Enfin en 1997 le grand objectif tant attendu, l'Etoile Michelin.

L'ancien Keisn est désormais résolument proche du duo Meroi-Brovedani. Un lieu suggestif d'origine du XVIIe siècle d'une part, pas grand mais plein de charme et d'histoire paysanne, avec un immense stube pour réchauffer l'atmosphère, devient l'endroit idéal pour continuer l'ascension et se concentrer de plus en plus sur la qualité. Et deux ans après l'ouverture du restaurant, l'étoile Michelin revient. À coup sûr. Fabrizia Meroi est désormais à la table des grands chefs italiens, elle fait partie des 44 chefs italiens à la tête de restaurants étoilés. Il n'en existe que 141 dans le monde entier, son ascension se poursuit sans relâche. Encore quelques années et Fabrizia Meroi reçoit de Michelin - c'est de l'histoire récente, nous sommes en 2018 - le Michelin Female Chef of the Year Award. Un bon résultat, sans aucun doute.

La motivation est une belle médaille qui peut être épinglée sur la poitrine : « Les années de formation dans le Frioul, la Vénétie et la Carinthie ont forgé ses connaissances gastronomiques. Les saveurs de ces terres et les produits de chaque saison caractérisent ses menus. Elle travaille avec simplicité et précision, offrant une expérience suggestive de la gastronomie locale avec une touche féminine décisive tant dans les saveurs que dans les combinaisons. Une expérience qui a conquis les inspecteurs ainsi que tous ceux qui sont assis à sa table ».

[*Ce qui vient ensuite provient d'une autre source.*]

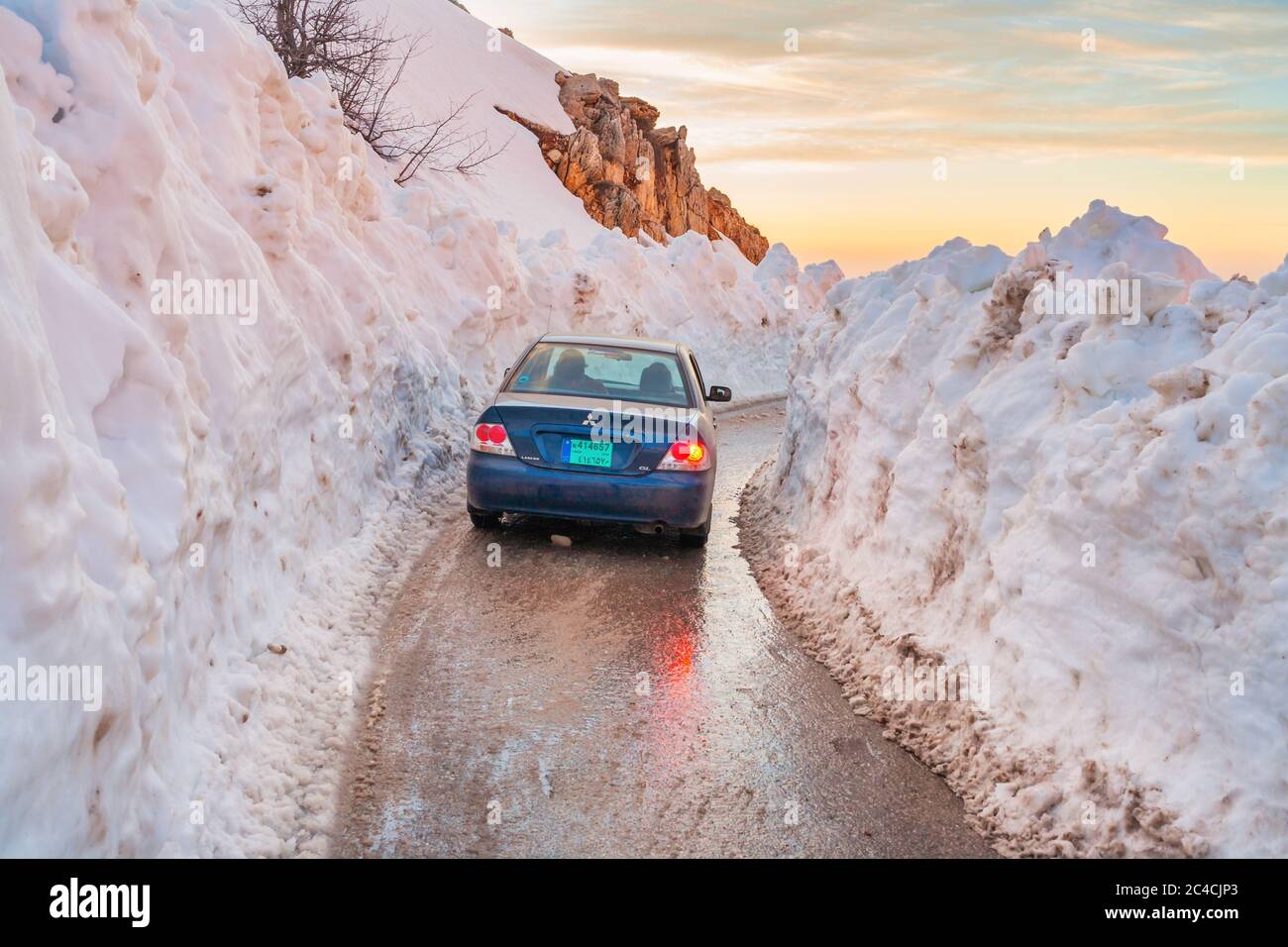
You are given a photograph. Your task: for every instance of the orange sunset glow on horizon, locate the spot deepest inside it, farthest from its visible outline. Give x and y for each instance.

Au restaurant ou en cueillette d'herbes parfumées, seule dans la neige ou dans un moment de sérénité en famille : c'est dans le quotidien que Fabrizia puise son inspiration pour imaginer, créer et perfectionner ses plats. Aux racines de sa cuisine se trouvent des senteurs, des couleurs, des saveurs et des sensations liées au territoire et aux saisons, combinées et réinterprétées par une sensibilité instinctive, affinée en plus de trente ans d'activité, d'étude et de recherche.

« Les saisons dictent nos menus », explique Fabrizia. Pour la Sappada du tourisme il y en avait autrefois deux, celle d'été et celle d'hiver. Tous les quatre triomphent chez Laite, chacun avec ses produits, ses parfums, ses saveurs. Quand Sappada revêt sa livrée d'automne, champignons, gibiers, châtaignes reviennent à la carte du Laite…

Et chaque parfum, chaque saveur, chaque ingrédient doit se ressentir dans ses plats, des saveurs parfois oubliées, qui prennent alors soudain leur envol dans des compositions où chaque contraste initial se dissout dans un équilibre délicat. Comme cela se produit dans sa morue, fenouil, lait "une pensée différente qui représente la nourriture primaire sous différentes formes et textures" dans son Tortello all'uovo qui est une véritable explosion de douceur et de saveur ou dans le cerf noir, les tubercules et les racines " maximum expression de mon territoire, recrée une balade en forêt ».